5) Generate simulation inputΒΆ

Command:

mlcg-tk-gen_sim_input process_sim_input --config configuration_files/trpcage_sim.yaml --config configuration_files/trpcage_priors.yaml

A trained MLCG model serves as a forcefield for conducting protein simulations. To run simulations of a particular system, the command above will process each structure file indicated by the pdb_fns option, map these to the specified CG resolution, generate neighbor lists corresponding the the given prior_builders, and save the specified number of copies of AtomicData objects storing this information.

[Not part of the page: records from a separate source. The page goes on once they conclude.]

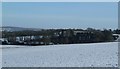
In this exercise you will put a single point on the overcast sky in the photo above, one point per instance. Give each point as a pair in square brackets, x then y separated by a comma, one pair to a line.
[60, 14]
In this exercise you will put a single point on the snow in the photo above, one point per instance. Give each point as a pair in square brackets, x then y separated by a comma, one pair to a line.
[68, 55]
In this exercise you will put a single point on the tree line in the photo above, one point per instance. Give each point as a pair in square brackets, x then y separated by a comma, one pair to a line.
[62, 36]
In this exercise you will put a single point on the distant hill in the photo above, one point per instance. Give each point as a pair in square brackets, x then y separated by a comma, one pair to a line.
[11, 29]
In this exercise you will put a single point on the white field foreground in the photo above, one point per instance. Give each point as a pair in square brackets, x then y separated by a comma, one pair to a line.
[68, 55]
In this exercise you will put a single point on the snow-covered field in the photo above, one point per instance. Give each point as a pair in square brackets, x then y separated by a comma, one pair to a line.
[69, 55]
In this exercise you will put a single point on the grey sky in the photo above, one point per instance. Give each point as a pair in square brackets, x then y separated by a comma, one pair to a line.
[60, 14]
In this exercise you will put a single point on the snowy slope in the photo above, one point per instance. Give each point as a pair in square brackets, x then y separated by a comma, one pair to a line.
[70, 55]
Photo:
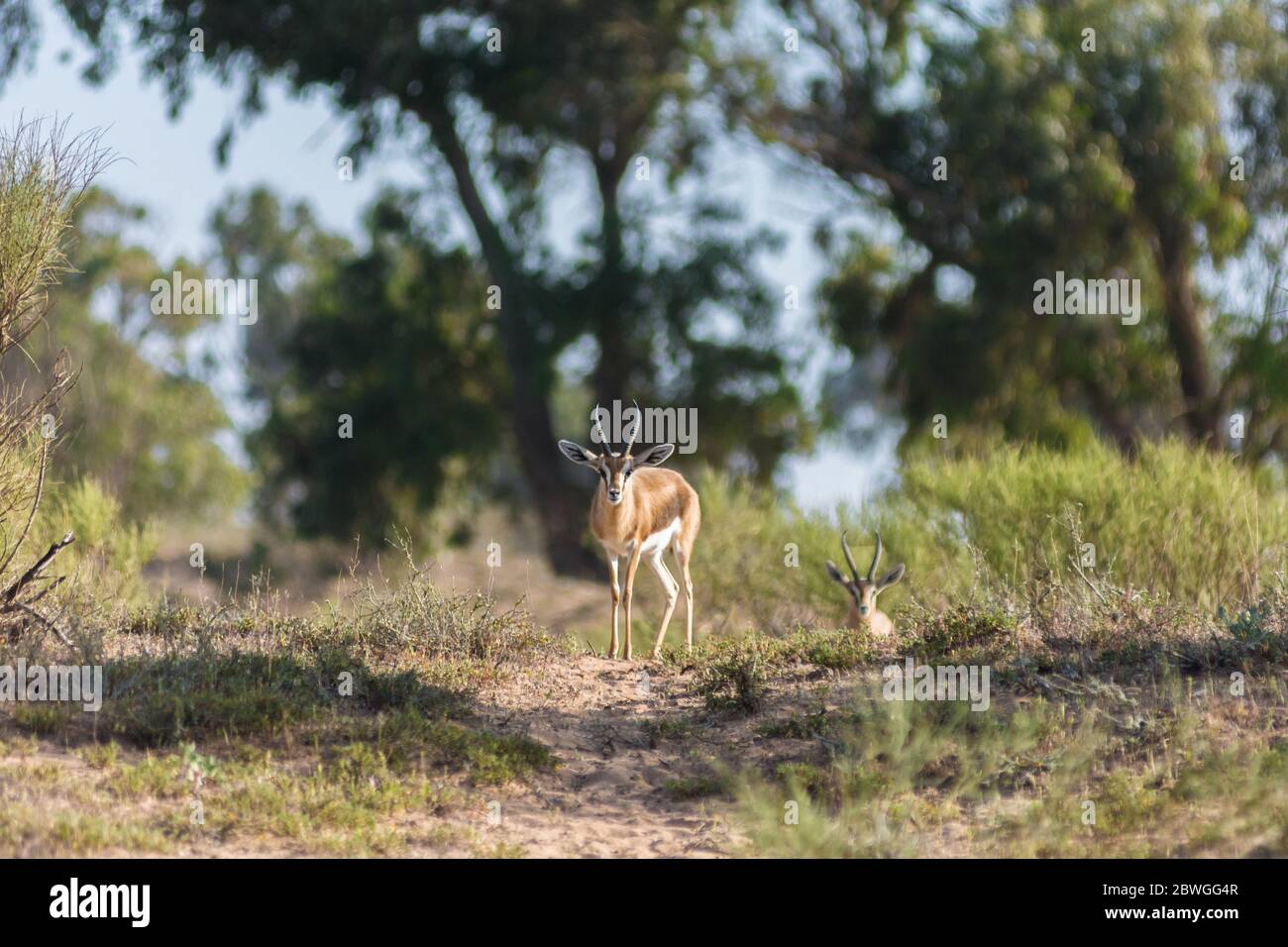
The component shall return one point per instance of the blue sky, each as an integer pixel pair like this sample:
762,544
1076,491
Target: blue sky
168,166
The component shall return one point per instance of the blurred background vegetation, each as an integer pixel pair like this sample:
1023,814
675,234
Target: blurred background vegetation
1150,149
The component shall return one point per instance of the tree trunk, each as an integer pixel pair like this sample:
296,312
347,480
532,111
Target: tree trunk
562,509
612,376
1189,346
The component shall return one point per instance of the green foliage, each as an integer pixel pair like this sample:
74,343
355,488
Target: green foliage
398,339
657,275
1193,525
141,419
110,552
1107,162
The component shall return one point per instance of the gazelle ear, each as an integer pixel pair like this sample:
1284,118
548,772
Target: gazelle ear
655,455
890,578
578,454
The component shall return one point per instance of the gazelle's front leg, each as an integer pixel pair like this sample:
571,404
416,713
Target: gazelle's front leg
614,589
630,590
673,592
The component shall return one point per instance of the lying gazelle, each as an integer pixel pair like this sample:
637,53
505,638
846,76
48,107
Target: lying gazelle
639,512
863,613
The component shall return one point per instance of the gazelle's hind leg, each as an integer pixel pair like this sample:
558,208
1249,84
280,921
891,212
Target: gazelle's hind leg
673,591
616,591
682,557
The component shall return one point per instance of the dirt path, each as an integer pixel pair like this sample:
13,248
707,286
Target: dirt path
631,753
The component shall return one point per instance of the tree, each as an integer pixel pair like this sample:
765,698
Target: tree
505,91
43,175
381,376
1102,140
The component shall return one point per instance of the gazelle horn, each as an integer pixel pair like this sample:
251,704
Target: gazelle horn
599,427
635,433
849,557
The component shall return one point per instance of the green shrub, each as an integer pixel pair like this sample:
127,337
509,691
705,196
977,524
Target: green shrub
110,553
1194,525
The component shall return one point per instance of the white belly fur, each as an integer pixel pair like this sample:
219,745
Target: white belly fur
655,543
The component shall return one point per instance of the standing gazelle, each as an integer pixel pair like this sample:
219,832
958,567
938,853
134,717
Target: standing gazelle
639,512
863,613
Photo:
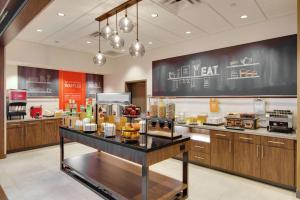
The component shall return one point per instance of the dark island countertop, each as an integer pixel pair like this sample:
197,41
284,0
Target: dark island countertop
153,143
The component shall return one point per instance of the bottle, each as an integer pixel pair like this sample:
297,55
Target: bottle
161,109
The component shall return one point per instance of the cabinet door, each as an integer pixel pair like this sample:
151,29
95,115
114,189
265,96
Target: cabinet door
15,136
221,153
33,134
247,158
50,132
277,165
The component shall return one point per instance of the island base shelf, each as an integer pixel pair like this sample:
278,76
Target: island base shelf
115,178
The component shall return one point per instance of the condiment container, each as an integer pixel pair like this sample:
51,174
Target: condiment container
161,109
153,107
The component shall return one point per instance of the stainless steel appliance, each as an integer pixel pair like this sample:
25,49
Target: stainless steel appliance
280,121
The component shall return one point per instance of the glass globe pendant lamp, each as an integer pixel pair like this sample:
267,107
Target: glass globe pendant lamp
137,48
99,58
126,25
107,31
115,40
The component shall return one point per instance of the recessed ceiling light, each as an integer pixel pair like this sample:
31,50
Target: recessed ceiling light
154,15
244,17
61,14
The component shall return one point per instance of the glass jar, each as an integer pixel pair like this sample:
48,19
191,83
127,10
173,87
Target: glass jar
161,109
170,109
153,107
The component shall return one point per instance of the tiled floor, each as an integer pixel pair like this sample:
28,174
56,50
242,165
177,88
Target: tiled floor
35,175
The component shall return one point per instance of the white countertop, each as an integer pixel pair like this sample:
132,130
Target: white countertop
260,131
27,119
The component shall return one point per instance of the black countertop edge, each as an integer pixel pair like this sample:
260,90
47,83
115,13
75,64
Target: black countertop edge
138,148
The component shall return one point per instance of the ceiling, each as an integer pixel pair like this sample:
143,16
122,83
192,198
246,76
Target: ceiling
202,18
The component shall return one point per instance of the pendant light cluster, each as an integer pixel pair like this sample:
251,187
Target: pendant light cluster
126,26
99,58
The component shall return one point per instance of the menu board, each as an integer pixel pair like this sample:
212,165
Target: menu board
94,85
264,68
71,87
38,82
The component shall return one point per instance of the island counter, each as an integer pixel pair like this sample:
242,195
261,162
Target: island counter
109,173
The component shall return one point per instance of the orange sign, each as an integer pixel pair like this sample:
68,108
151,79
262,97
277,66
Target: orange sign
72,85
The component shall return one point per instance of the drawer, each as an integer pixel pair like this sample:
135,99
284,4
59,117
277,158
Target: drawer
247,138
278,142
14,125
199,158
198,146
221,135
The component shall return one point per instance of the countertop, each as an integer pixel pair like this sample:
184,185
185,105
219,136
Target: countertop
153,142
260,131
32,119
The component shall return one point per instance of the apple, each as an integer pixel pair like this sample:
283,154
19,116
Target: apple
133,112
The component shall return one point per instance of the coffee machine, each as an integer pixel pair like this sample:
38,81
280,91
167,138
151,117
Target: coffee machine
280,121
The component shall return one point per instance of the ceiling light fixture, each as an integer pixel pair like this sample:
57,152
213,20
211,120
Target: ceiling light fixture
126,24
99,58
154,15
244,17
107,31
137,48
60,14
115,40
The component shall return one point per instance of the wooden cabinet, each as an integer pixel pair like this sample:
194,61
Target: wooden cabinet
200,152
50,131
247,155
33,134
278,160
221,150
15,136
199,158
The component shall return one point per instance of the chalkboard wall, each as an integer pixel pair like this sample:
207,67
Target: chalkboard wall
264,68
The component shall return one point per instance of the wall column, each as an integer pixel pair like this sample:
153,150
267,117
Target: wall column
2,103
298,104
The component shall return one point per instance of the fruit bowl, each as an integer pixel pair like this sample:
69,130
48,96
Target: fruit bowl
131,111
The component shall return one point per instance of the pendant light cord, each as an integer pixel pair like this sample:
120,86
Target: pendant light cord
137,20
117,22
99,38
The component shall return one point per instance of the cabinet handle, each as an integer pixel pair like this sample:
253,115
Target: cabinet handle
199,157
245,138
274,142
33,123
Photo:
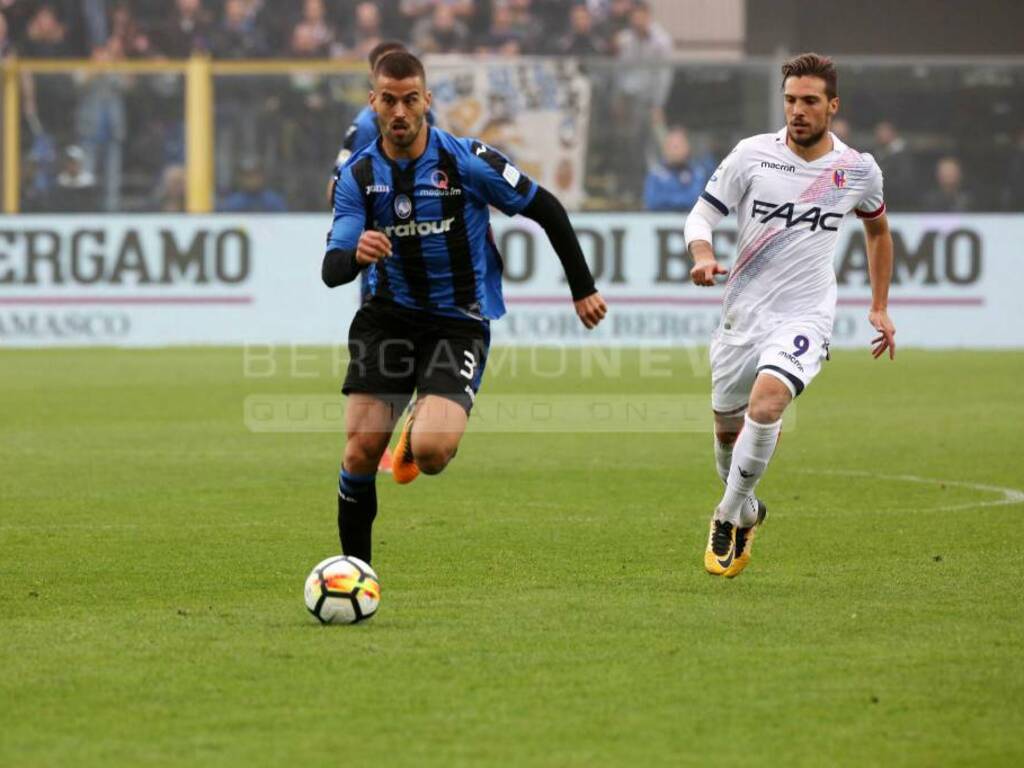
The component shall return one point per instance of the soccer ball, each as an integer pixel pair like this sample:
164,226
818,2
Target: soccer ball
342,590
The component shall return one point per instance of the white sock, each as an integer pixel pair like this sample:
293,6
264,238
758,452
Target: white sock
723,459
749,512
750,459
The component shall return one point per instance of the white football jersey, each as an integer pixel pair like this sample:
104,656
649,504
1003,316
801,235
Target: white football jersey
790,212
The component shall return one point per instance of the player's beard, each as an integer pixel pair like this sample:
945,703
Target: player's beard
810,139
413,128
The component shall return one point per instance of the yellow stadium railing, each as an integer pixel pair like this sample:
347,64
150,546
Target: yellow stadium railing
199,73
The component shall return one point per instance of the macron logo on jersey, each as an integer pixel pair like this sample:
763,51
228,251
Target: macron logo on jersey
787,212
417,228
778,166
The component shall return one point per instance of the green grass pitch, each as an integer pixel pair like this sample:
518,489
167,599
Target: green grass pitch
544,599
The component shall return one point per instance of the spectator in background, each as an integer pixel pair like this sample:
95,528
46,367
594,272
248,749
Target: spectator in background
238,36
102,123
46,100
502,37
134,41
253,195
615,20
416,10
186,32
641,88
553,17
441,32
525,26
898,167
676,181
948,195
581,40
76,184
39,175
314,30
170,197
367,33
46,36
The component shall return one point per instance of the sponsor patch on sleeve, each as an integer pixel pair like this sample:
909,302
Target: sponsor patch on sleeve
511,174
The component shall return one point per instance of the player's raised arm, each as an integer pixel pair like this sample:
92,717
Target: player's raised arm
699,223
349,246
871,210
724,189
504,186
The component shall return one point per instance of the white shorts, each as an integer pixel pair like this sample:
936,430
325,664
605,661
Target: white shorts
793,353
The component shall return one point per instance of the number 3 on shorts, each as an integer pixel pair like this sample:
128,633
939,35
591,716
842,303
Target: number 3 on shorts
470,368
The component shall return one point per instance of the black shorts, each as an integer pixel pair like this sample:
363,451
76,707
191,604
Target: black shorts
394,350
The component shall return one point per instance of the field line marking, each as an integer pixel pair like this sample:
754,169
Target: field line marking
1010,496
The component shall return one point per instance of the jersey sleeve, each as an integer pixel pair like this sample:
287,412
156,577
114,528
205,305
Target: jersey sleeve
726,186
349,213
497,181
872,203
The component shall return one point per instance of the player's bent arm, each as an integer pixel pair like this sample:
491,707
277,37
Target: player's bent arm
880,269
880,259
697,233
340,266
547,211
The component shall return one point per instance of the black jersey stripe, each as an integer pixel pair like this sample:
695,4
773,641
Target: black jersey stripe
363,172
414,266
499,163
722,208
463,276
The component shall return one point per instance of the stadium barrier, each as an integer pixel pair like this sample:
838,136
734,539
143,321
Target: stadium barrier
155,281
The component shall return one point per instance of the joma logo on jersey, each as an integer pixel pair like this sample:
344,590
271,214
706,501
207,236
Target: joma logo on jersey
418,228
765,212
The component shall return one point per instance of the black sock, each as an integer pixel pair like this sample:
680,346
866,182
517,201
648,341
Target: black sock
356,510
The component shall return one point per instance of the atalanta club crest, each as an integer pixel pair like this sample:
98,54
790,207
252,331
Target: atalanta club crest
402,207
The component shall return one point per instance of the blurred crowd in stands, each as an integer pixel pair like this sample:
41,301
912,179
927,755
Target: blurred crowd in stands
254,29
275,136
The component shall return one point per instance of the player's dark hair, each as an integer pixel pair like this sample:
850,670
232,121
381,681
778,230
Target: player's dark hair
399,66
813,65
381,49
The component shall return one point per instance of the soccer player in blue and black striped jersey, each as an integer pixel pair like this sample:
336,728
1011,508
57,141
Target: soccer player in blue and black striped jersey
413,209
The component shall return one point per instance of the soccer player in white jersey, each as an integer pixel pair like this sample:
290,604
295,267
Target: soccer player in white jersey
791,192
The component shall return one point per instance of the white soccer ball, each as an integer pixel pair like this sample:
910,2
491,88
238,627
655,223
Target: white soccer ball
342,590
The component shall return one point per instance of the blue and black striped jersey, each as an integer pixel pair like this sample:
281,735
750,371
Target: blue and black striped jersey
434,211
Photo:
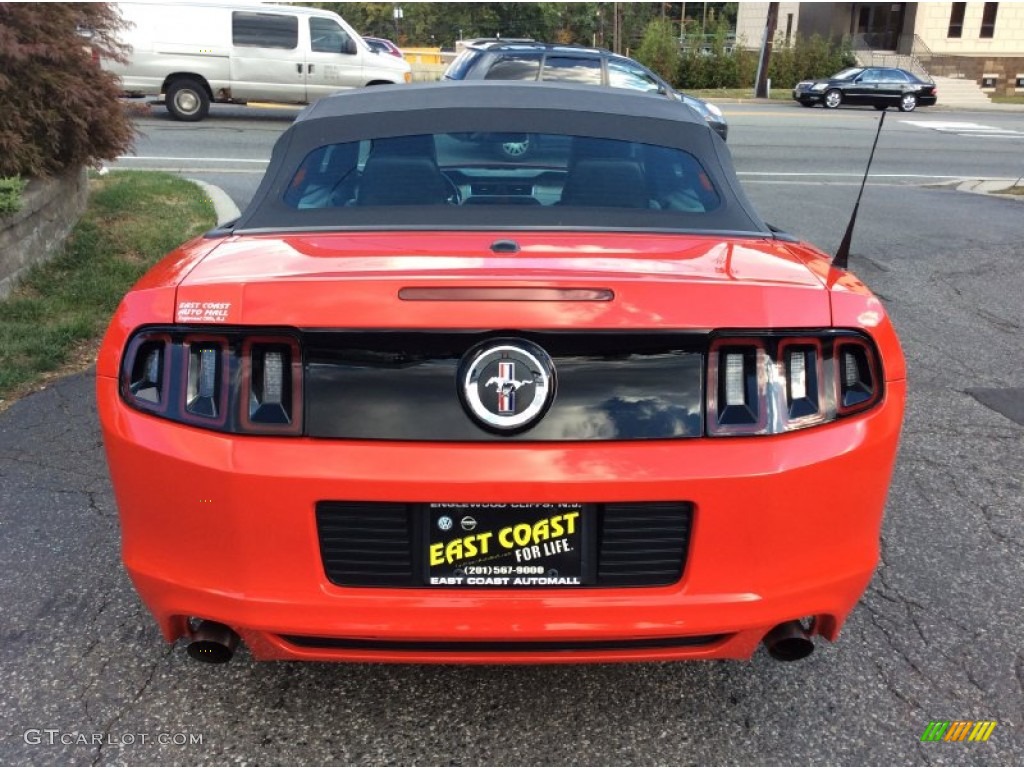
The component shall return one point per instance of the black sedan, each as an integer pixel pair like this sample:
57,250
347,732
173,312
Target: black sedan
879,86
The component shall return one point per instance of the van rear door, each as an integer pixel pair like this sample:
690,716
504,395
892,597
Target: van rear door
267,62
334,60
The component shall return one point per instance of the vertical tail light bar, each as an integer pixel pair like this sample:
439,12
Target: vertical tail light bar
857,381
206,385
144,382
736,387
802,371
270,397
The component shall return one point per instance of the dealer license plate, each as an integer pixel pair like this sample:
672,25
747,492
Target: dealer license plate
507,546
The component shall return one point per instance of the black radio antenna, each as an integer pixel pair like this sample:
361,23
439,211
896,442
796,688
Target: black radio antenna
843,254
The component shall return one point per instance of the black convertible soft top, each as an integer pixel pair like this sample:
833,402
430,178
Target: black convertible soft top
498,108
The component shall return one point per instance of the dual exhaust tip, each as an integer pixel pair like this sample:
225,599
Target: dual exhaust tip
213,642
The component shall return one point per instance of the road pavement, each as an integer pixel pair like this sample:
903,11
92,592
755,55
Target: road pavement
938,636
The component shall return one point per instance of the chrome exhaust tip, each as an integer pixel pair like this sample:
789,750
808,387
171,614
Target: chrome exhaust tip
788,642
213,643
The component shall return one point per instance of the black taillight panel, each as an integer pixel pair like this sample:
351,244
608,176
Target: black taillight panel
254,381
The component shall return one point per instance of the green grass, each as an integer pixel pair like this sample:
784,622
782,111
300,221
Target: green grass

In contrast to traditional MD forcefields, machine-learned force fields are designed to process data efficiently in batches, making it advantageous to run multiple simulations in parallel in order to maximize resource utilization and minimize the cost per trajectory. The copies option in the configuration file should be carefully selected based on the size of the system to ensure efficient memory usage, and may require some testing to achieve optimal simulation performance.

For generating a simulation input for the pretrained transferable model provided with the manuscript Navigating protein landscapes with a machine-learned coarse-grained model, use the provided transferable_priors.yaml in configuration_files to build an input configuration using consistent priors with the ones used in the manuscript. Adapt the trpcage_sim.yaml file to the protein sequence to be simulated.